General Homebrew Discussion / Re: Doomsday yeast vault?
« on: March 24, 2012, 07:34:58 PM »
I refuse to live in a world without 3787. My doomsday plan is a single bullet.

I ordered some caustic potash so I'll try that on the next batch.

Ingredients / Re: soaking oak chips in red wine
« on: March 23, 2012, 12:43:55 PM »
40% ethanol was bactericidal with a 1-2 minute contact time in this particular study and found a MIC of 10% for the aerobic bacteria tested and 8% for anaerobes.

Am I missing something? Here's what I saw "The aerobic and anaerobic MIC of ethanol for growth was 10 percent and 8 percent; 50 percent inhibition of growth rate occurred at 3.7 percent and 2.8 percent. Ethanol (40 percent) was bactericidal within 1-2 min, but 10 percent had almost no effect.

If I'm reading that correctly, at 10% you won't get bacterial growth, but it won't actually kill it. 80 proof will kill bacteria quickly, though.

So I guess the OP shouldn't count on the wine killing anything on the wood to begin with, and I can start using bourbon for mouthwash.

Ingredients / Re: soaking oak chips in red wine
« on: March 23, 2012, 08:42:04 AM »
The optimal concentration of alcohol to kill most microbes is 70% (140 proof), but it is effective at a wide range of concentrations.

Do you have some reference for % bacteria killed vs alcohol % vs time? I'm still skeptical that 80 proof is actually adequate.

All Grain Brewing / Re: metric nerdery please: calculation question
« on: March 22, 2012, 12:46:12 PM »
I'm pretty sure most of the probrewer world uses Plato, and wine guys use Brix.

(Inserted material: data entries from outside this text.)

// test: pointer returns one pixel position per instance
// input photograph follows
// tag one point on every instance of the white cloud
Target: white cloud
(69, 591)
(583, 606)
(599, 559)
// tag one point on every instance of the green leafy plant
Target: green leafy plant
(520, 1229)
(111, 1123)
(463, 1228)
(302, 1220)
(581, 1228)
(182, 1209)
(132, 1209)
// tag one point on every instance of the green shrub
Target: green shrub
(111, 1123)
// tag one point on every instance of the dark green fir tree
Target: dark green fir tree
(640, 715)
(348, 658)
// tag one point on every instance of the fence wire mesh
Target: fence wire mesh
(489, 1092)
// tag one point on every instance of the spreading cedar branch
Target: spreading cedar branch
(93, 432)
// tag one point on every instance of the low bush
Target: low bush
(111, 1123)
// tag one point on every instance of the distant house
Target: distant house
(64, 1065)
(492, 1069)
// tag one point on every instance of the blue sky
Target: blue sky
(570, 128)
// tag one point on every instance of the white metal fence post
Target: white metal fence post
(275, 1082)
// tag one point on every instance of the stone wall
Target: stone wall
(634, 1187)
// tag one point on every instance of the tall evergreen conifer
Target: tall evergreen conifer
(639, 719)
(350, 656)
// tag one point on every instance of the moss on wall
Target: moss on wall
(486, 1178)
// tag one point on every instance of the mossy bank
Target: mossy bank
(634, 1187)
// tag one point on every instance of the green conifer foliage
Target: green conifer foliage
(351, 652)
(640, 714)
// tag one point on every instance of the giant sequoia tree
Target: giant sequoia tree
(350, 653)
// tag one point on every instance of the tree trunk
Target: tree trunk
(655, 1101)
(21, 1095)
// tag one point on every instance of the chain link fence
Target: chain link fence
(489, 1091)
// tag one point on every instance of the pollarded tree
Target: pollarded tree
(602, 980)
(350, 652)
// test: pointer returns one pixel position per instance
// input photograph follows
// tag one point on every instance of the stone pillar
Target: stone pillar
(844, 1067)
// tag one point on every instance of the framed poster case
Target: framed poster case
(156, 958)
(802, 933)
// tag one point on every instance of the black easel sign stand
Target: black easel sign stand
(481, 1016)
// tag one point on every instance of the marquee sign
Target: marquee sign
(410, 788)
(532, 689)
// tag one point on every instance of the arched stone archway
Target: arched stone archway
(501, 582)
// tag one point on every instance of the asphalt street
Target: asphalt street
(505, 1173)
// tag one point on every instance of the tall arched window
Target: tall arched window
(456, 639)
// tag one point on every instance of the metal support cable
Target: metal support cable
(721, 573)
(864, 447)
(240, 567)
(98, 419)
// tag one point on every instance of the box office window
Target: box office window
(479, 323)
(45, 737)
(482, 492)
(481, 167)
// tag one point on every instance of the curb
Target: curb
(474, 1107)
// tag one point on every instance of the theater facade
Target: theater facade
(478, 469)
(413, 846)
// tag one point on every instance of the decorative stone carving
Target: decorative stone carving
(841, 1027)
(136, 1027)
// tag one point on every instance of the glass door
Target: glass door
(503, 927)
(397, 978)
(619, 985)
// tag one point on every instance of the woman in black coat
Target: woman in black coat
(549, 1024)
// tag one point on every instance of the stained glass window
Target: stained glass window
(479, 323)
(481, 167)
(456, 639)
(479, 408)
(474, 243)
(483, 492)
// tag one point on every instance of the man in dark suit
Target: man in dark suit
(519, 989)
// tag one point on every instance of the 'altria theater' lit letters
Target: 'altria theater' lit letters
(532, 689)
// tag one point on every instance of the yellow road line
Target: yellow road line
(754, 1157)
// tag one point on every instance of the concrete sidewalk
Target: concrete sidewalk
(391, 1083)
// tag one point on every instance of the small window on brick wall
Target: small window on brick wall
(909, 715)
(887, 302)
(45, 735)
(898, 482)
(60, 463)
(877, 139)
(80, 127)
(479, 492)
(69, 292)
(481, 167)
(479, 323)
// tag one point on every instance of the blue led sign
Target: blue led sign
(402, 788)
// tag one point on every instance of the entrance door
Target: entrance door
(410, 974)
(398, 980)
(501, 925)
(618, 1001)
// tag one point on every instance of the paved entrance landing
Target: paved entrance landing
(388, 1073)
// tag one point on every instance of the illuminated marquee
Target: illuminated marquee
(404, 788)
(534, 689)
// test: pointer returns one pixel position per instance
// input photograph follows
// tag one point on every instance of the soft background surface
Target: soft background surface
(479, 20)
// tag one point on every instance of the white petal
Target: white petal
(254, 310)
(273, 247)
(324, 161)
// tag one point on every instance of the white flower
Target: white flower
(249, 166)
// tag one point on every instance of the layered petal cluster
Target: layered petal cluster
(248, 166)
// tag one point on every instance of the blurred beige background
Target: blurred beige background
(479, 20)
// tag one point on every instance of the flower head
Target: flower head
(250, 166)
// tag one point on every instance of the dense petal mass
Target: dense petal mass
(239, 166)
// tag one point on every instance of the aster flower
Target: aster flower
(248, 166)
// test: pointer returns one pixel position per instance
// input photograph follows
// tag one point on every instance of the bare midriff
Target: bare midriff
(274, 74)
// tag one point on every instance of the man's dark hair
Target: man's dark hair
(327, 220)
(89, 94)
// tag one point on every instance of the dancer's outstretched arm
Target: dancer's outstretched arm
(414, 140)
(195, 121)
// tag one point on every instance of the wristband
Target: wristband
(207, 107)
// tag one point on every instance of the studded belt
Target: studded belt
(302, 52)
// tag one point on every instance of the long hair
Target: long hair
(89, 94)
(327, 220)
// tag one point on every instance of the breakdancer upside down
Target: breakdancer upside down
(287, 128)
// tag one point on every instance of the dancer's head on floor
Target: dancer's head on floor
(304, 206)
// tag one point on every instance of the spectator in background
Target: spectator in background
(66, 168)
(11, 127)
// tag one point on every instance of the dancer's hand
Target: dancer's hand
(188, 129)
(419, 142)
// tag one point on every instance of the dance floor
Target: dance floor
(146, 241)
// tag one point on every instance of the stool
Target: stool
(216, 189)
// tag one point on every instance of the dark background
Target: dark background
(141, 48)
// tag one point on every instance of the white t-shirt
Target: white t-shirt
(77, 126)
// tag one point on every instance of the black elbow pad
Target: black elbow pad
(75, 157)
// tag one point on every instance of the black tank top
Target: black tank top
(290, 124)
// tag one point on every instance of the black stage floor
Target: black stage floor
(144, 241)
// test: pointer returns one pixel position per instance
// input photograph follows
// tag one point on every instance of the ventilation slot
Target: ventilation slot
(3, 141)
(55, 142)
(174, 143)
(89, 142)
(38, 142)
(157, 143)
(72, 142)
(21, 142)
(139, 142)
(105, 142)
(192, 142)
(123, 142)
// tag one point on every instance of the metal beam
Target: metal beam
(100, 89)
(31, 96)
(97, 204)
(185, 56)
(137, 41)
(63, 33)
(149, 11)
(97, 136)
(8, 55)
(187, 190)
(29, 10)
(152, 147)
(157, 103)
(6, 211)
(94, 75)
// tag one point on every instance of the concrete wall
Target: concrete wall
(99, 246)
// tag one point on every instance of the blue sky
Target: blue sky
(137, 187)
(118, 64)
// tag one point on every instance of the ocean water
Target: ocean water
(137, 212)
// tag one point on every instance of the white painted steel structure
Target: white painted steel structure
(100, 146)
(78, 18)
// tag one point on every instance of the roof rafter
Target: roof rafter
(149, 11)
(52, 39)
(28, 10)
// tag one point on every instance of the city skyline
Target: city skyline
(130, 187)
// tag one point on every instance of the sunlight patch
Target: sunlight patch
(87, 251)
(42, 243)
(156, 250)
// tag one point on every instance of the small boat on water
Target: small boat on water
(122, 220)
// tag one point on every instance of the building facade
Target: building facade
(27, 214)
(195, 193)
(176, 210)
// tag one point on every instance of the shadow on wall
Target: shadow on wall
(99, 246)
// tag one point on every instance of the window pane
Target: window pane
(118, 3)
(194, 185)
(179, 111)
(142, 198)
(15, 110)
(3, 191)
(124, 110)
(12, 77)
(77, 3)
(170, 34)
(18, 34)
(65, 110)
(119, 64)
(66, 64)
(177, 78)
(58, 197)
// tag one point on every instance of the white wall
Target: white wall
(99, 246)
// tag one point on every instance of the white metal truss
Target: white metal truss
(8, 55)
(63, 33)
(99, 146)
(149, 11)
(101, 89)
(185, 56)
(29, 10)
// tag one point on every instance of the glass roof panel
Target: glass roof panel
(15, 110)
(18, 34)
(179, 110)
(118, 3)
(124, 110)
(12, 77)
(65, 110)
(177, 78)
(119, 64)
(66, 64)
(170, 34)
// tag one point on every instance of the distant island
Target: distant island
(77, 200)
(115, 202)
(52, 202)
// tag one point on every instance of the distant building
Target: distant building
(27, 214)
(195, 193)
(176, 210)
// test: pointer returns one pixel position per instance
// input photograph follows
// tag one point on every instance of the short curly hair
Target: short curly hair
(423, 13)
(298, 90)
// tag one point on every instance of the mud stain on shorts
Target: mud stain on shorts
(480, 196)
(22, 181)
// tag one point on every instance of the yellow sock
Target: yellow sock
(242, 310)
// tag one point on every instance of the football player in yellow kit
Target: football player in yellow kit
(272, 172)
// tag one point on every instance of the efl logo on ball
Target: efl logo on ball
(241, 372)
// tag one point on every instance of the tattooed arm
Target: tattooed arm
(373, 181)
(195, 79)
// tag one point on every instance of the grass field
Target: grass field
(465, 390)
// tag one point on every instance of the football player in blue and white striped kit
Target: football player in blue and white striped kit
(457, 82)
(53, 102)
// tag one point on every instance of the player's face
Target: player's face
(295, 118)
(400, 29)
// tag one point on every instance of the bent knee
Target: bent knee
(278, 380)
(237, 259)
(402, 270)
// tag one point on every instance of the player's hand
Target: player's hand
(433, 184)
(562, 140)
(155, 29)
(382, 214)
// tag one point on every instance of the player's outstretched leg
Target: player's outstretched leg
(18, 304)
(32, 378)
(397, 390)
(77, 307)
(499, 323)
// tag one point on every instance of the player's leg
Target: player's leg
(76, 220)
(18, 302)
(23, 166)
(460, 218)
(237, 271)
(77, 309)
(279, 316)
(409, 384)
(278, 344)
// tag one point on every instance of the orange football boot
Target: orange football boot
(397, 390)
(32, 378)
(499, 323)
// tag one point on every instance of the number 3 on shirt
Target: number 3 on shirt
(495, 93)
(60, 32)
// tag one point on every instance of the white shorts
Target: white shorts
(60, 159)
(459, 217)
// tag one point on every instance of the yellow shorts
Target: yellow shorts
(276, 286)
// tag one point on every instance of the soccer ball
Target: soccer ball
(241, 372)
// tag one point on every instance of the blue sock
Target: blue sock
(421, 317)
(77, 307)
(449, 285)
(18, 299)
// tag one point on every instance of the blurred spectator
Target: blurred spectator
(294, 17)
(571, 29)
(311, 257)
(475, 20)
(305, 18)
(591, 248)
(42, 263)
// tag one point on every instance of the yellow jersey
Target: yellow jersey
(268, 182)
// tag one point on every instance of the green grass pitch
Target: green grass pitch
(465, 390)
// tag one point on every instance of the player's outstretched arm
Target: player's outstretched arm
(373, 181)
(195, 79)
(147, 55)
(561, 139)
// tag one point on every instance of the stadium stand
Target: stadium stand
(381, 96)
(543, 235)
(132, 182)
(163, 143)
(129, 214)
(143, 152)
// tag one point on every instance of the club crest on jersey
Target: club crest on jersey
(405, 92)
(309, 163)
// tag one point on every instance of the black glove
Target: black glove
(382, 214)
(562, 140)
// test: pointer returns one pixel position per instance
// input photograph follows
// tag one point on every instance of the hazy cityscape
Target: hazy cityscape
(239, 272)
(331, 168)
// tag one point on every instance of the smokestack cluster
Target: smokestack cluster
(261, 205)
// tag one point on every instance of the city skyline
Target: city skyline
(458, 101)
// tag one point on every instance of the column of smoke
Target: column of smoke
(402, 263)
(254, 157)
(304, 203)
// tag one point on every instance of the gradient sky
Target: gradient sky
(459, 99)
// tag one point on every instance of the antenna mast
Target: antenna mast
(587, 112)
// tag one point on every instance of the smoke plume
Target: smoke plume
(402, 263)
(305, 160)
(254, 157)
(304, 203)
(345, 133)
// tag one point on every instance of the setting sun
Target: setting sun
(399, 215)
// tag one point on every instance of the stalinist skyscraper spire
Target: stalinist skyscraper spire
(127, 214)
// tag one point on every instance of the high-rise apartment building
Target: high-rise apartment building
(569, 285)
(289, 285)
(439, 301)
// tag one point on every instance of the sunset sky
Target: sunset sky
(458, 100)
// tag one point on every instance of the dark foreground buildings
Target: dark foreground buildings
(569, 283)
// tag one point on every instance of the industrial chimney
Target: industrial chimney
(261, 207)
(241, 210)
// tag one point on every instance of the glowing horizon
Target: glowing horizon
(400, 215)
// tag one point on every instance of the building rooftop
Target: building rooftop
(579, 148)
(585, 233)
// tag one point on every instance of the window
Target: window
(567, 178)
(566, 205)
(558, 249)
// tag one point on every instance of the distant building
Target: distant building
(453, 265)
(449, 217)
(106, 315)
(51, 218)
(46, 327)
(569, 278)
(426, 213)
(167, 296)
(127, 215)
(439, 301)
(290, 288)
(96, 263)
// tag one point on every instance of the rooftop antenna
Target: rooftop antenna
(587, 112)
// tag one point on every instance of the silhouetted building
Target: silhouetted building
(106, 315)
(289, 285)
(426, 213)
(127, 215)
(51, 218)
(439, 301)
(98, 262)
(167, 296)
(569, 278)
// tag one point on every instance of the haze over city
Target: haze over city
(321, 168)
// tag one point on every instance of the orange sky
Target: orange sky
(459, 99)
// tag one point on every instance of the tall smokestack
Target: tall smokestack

The imperial system makes so little sense to me, I do all my measurements in metric. I couldn't tell you how many ounces are in 3 pints if my life depended on it.

Equipment and Software / Re: Anyone else using Yeastcalc?
« on: March 22, 2012, 06:58:07 AM »
I would take slight issue with the use of the word doublings 35 b doubled twice is quite a bit more than 100b

In White and Zainasheff's Yeast they make the same mistake, using "doubling" when they meant "multiplication factor." They do that in a few places throughout the book, so I wonder if that's just some yeast guy convention that makes no sense. 

In case anyone else wants to try using calcium hydroxide, I'd say use with caution. I ended up using a bit too much and the mead ended up seriously insipid/flat from low acidity. It had a pretty strong "mineral" fault. My wife said it tasted like a pepto bismol chew tab.

FWIW I ended up adding about 0.75g/L over the course of fermentation to keep the pH in the proper range. This is equivalent to adding about 400ppm of Ca.